PPP Deal of the Year
White & Case advised the Slovak Republic on the Public Private Partnership (PPP) project for the design, construction, finance, operation and maintenance of the country's D4 Highway and the R7 Expressway. The project involves the construction of the south eastern section of Bratislava's ring road and part of the southern expressway network that links eastern and western Slovakia, and the maintenance of these roads for 30 years. The total value of the concession exceeds €1.7 billion, making it one of Europe's largest PPP projects in 2016.

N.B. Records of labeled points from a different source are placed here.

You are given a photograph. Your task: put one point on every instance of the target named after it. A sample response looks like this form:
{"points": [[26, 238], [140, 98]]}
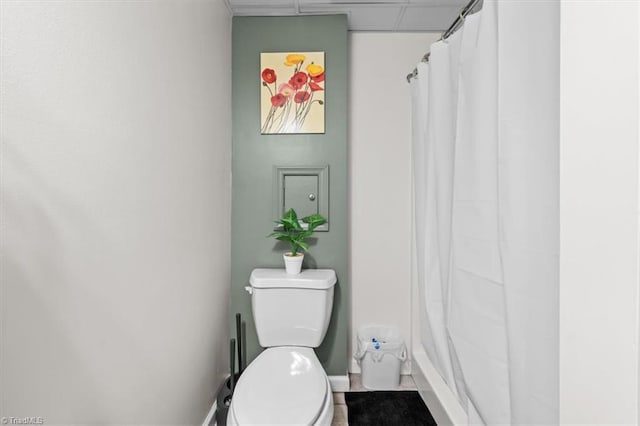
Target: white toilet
{"points": [[286, 384]]}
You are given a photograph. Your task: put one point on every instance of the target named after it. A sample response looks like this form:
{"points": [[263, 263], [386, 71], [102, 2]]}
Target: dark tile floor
{"points": [[340, 407]]}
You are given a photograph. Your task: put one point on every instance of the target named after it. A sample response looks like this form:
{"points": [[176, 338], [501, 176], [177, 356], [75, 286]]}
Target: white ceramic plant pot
{"points": [[293, 264]]}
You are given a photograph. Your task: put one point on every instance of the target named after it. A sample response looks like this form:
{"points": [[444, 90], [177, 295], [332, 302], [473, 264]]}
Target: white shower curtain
{"points": [[485, 138]]}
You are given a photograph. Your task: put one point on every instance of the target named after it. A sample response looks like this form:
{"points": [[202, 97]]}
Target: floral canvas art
{"points": [[292, 92]]}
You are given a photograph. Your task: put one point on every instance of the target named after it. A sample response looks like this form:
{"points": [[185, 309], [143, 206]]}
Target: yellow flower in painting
{"points": [[314, 70], [294, 59]]}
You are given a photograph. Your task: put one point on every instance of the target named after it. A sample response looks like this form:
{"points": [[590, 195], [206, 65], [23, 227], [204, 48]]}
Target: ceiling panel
{"points": [[361, 18], [427, 18]]}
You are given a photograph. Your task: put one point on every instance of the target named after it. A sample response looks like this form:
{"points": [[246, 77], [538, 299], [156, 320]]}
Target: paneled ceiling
{"points": [[363, 15]]}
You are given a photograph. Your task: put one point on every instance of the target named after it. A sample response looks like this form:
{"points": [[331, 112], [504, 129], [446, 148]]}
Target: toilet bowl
{"points": [[283, 386], [286, 384]]}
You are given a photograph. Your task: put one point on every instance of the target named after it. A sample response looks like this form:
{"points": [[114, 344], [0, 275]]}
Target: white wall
{"points": [[380, 177], [599, 256], [115, 207]]}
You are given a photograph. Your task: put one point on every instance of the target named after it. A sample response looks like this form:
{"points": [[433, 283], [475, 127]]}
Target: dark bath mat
{"points": [[387, 408]]}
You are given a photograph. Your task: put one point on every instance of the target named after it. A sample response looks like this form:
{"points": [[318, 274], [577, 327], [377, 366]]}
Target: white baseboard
{"points": [[211, 414], [339, 383]]}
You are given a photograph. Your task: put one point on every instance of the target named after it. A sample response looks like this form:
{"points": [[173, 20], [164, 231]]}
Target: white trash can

Petrochemical Deal of the Year
White & Case advised six export credit agencies—Atradius DSB, Euler Hermes, KEXIM, K-sure, SACE and UKEF—and a syndication of 19 international band regional banks in connection with the development and financing for the US$6.4 billion Liwa Plastics Industries Complex in Oman. The financing was one of the largest project financings in the region to reach financial close in 2016, with US$3.8 billion committed senior debt, and the largest project financing in Oman to date. The Liwa Plastic Industries Complex is owned by Oman Oil Refineries and Petroleum Industries Company SAOC (OPRIC)—which is, in turn, owned by the Government of Sultanate of Oman and Oman Oil Company.
Power Deal of the Year
White & Case advised Dubai Electricity and Water Authority (DEWA) in connection with the greenfield development and financing of the 2,400 MW Hassyan Clean Coal Power Project, an independent power project, which was procured on a competitive basis together with transshipment and coal handling facilities in the Emirate of Dubai—the first of its kind in the region. The project uses the IPP procurement model on a build, own, operate basis, with the bidder responsible for the fuel supply, and is supported by a 25-year power purchase agreement (PPA) with DEWA as offtaker. This IPP model differs from the usual model in the GCC region, where plants are typically procured on a tolled (energy conversion) basis, whereby the utility is responsible for the fuel supply as well as the power offtake. The Hassyan Clean Coal Power Project successfully combined the procurement of the power plant and the fuel supply into a single competitive process. This Project represents DEWA's first conventional fuel IPP, and will be the first coal-fired plant in the GCC region.
LNG Deal of the Year
We advised the sponsors on the US$990 million project financing of the Bahrain LNG import terminal. The sponsors were a consortium that included the Gulf Investment Corporation, Samsung C&T Corporation and Teekay LNG Partners L.P. The US$655 million debt financing was provided by a diverse group of regional and international banks including the following mandated lead arrangers: Ahli United Bank, APICORP, Banco Santander, CA-CIB, Korea Development Bank, Natixis, Société Générale and Standard Chartered Bank. Eighty percent of the debt was covered by K-sure. The build, own, operate and transfer project will consist of a floating storage unit (FSU), an offshore LNG receiving jetty and breakwater, and an onshore gas receiving and nitrogen production facility. Once operational, the terminal will have a capacity of up to 800 million standard cubic feet per day.